Michael Irvin: ‘I’ve been bitten by the coaching bug’
If Michael Irvin ever embarks on a coaching career, he will have started it with perhaps the most star-studded pupils of any coach ever, at any level.
Who else can say his first real coaching experience came as a two-time winning Pro Bowl Legends Captain?
Team Irvin 2016, which beat Jerry Rice’s bunch 49-27 the week before Super Bowl 50, featured Seattle’s Russell Wilson at quarterback, three members of the Dallas Cowboys’ vaunted offensive line and some of the biggest playmakers in the NFL.
But it was over the summer, at his first youth camp held at the University of North Texas, that the Hall of Famer and former Cowboy wideout found his coaching sweet spot.
“I’ve been bitten by the coaching bug the last few years, whupping people at the Pro Bowl,” Irvin said. “I’m getting old. I want to do some coaching, so this is my best medium right now. This way I can get my coaching in without having to give up my TV job.”
Irvin had some of the best athletes in the world at his disposal in his first two coaching assignments, as well as the entire coaching staff of the Green Bay Packers for the 2016 Pro Bowl, but he felt just as at home among football campers as he did on an NFL sideline.
“I can give my knowledge and experience to these young men about how to play the game of football,” Irvin said. “Then they can take these tools they use in the game of football to try to get better at the game of life.”
With his unique combination of football experience, which combines an 11-season playing career, induction into the Pro Football Hall of Fame, eight years’ experience as an NFL analyst and budding coaching aspirations, Irvin said there is nowhere for the Cowboys to go this season but up, starting with training camp, which kicks off Saturday in Oxnard, Calif.
“A healthy Dez [Bryant] is as important as anything. A healthy Tony Romo is as important as anything,” Irvin said. “But a healthy mindset going into the season is more important than all things, and last season I was one of the ones that was barking pretty loudly about ‘Man, what a horrible off-season.’”
The Cowboys certainly took their share of losses that hindsight would call harbingers of doom in the off-season before the 2015 season: DeMarco Murray, who led the NFL and set a Cowboys single-season record for rushing yards in 2014, signed with the NFC East rival Philadelphia Eagles and Bryant held out in a contract dispute for part of the off-season.
“Nobody was talking about what was going to take place on the field. Everybody was talking about contracts,” Irvin said. “You can’t wake up in September and say ‘Let’s do something great.’ You have to start that in March when you start training, and that’s where they blew it last year.”
The fragility of a key collarbone also had something to say about the Cowboys’ 4-12 record in 2015, but according to Irvin, the table was set last year long before Romo went down and missed 12 of 16 games.
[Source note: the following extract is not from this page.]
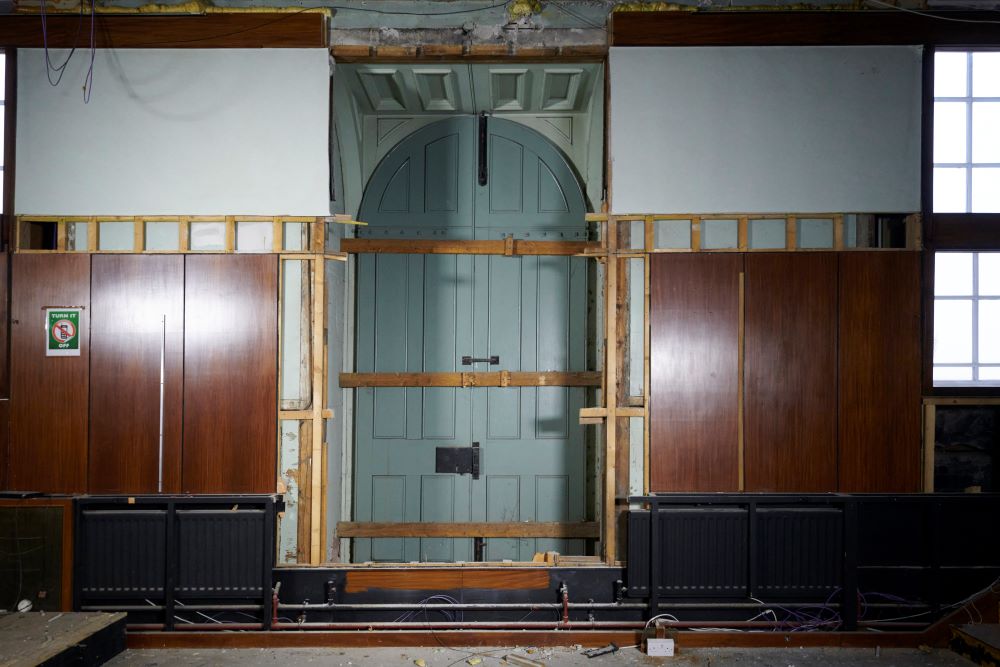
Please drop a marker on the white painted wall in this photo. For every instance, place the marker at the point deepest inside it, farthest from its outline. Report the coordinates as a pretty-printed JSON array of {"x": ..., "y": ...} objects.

This off-season, though, has taken on quite a different tone. Murray’s potential replacement was drafted in the first round of April’s NFL Draft in Ezekiel Elliot. The team isn’t dealing with potentially season-derailing contract negotiations. Bryant and Romo are ready to go.
“Everybody is in and everybody has a different attitude about heading into the season. It’s a positive attitude,” Irvin said. “I think that makes next year a pretty good year.”